Jewel Plummer Cobb, second from right, is pictured with family and friends during a farewell reception held in honor of her retirement from California State University, Fullerton, on June 3, 1990.

Unsung: Jewel Plummer Cobb

Over the course of 2016, we lost a great many pioneers, not only in the world of music, film and entertainment, but also in science and technology. On the first day of the new year, we said goodbye to another unsung hero — Dr. Jewel Plummer Cobb.

unsung

I first learned about Dr. Cobb from a 1989 essay she authored titled “A Life in Science: Research and Service,” published in the journal SAGE — A Scholarly Journal of Black Women. (Another article featured in that issue was an essay penned by STEM pioneer Dr. Evelyn Boyd Granville.) Cobb’s essay was an empowering narrative of academic persistence and detailed the challenges and triumphs of being a woman of color in a STEM career.

Cobb was indeed a trailblazer for women in the sciences, a prolific researcher in biology and the first African American woman west of the Mississippi to serve as president of a large research institution. Still today, there are very few African American women leading research institutions and few people of color holding any sort of STEM leadership positions in academia. Thus, I proudly tell the story of cell biologist, educator and college president, Dr. Jewel Plummer Cobb, another “Unsung” STEM hero and pioneer.

Cobb was born in Chicago in January of 1924. Her father Frank V. Plummer was a physician specializing in dermatology. Her mother Caribelle Cole Plummer was a physical education teacher.

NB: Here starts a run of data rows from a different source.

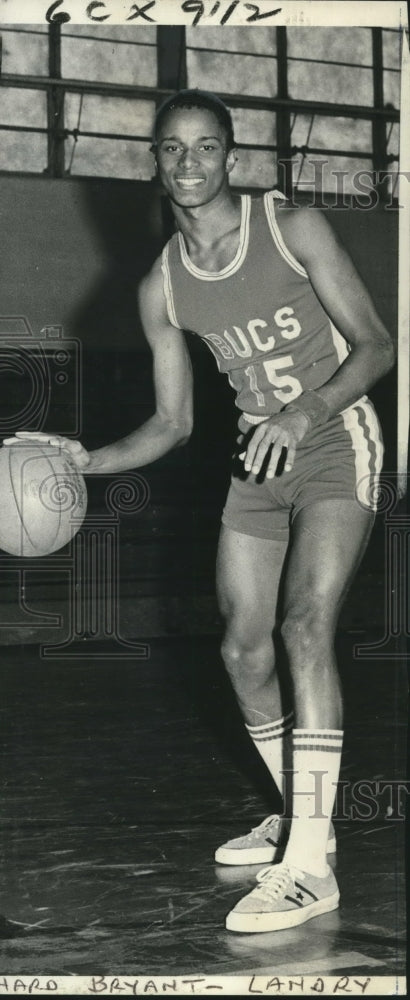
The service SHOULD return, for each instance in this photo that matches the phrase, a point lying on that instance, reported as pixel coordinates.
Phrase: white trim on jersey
(340, 344)
(277, 237)
(253, 418)
(240, 253)
(364, 434)
(169, 298)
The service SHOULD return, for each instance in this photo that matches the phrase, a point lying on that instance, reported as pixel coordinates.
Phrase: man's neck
(205, 224)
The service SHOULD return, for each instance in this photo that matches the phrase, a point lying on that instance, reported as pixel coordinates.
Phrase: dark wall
(72, 254)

After graduating from Englewood High School, Cobb enrolled at the University of Michigan in 1941 to pursue a degree in biology. She described her experiences at Michigan in her 1989 essay in SAGE. “The choice of Michigan socially, on one level, was also a good one in one way. For example, at that time over 200 Black students (over half of whom were graduate students), attended the university. Many were from the South where they could not, as Black students, be admitted to their state university or study for a professional degree. So those southern states paid the tuition and other fees for those students to study in the North.”

However, Cobb experienced some challenges at Michigan as well. “The choice of the University of Michigan, as well as Illinois and other Big Ten Universities, was a disaster for Black students then, however, in terms of dormitory living arrangements,” she wrote in that same essay. As a result, she transferred in 1942 to Talladega College in Alabama to complete her undergraduate degree in biology. From there, Cobb enrolled in the graduate biology program at New York University. She earned her master’s in 1947 and her Ph.D. in 1950 under the direction of biochemistry professor M.J. Kopak. Cobb’s dissertation research focused on the investigations of melanin pigments using the enzyme tyrosinase.

Jewel Plummer Cobb was a 2008 inductee to Connecticut Women’s Hall of Fame.

In July of 1950, Cobb received a postdoctoral fellowship sponsored by the National Cancer Institute and accepted a position at the Harlem Hospital Cancer Research Foundation, led by Dr. Louis T. Wright. (Wright, a 1915 graduate of Harvard Medical School, was the first African American surgeon at Harlem Hospital.) Cobb’s experiences at Harlem Hospital laid the foundation for her 31-year career focused on cancer research.

She started out investigating the effects of a new chemotherapy agent, triethylenemelamine, on human tumor cells. She co-authored two papers with Wright, and a third with him and his daughter Jane, who was a trailblazer and pioneer in cancer research as well. After the death of her father, Dr. Jane C. Wright established a fruitful collaboration with Cobb focused on fundamental cell research, which led to a paper published in the journal Cancer in 1957. Cobb’s research collaborators included other female scientists Grace Antikajian and Dorothy G. Walker

In 1954, she married Roy Cobb. The couple later divorced, but had one son, Jonathan.

Over the course of her career, Cobb held several positions in academia, including at the University of Illinois, New York University, and Sarah Lawrence College. However, in 1969 she officially began her career as an academic administrator, when she was appointed Dean of Arts and Sciences and professor of zoology at Connecticut College.

In 1976, Cobb served as the Dean of Douglass College and as a professor of biology at Rutgers University. In 1981, she was named the third president of California State University, Fullerton until her retirement in 1990. During her tenure, CSU-Fullerton saw significant growth, including campus dormitories, new science and engineering facilities, and progressive policies to increase the numbers of women and people of color in the STEM disciplines.

In addition to her contributions to the field of cancer research and as an advocate for diversity in STEM, Cobb received numerous awards and accolades, including appointment to the National Science Board, which establishes the policies of the National Science Foundation.

Sibrina Collins is an organometallic chemist and former writer and editor for the American Association for the Advancement of Science in Washington, D.C. In July, 2016, she became the first executive director of the Marburger STEM Center at Lawrence Technological University in Southfield, Michigan.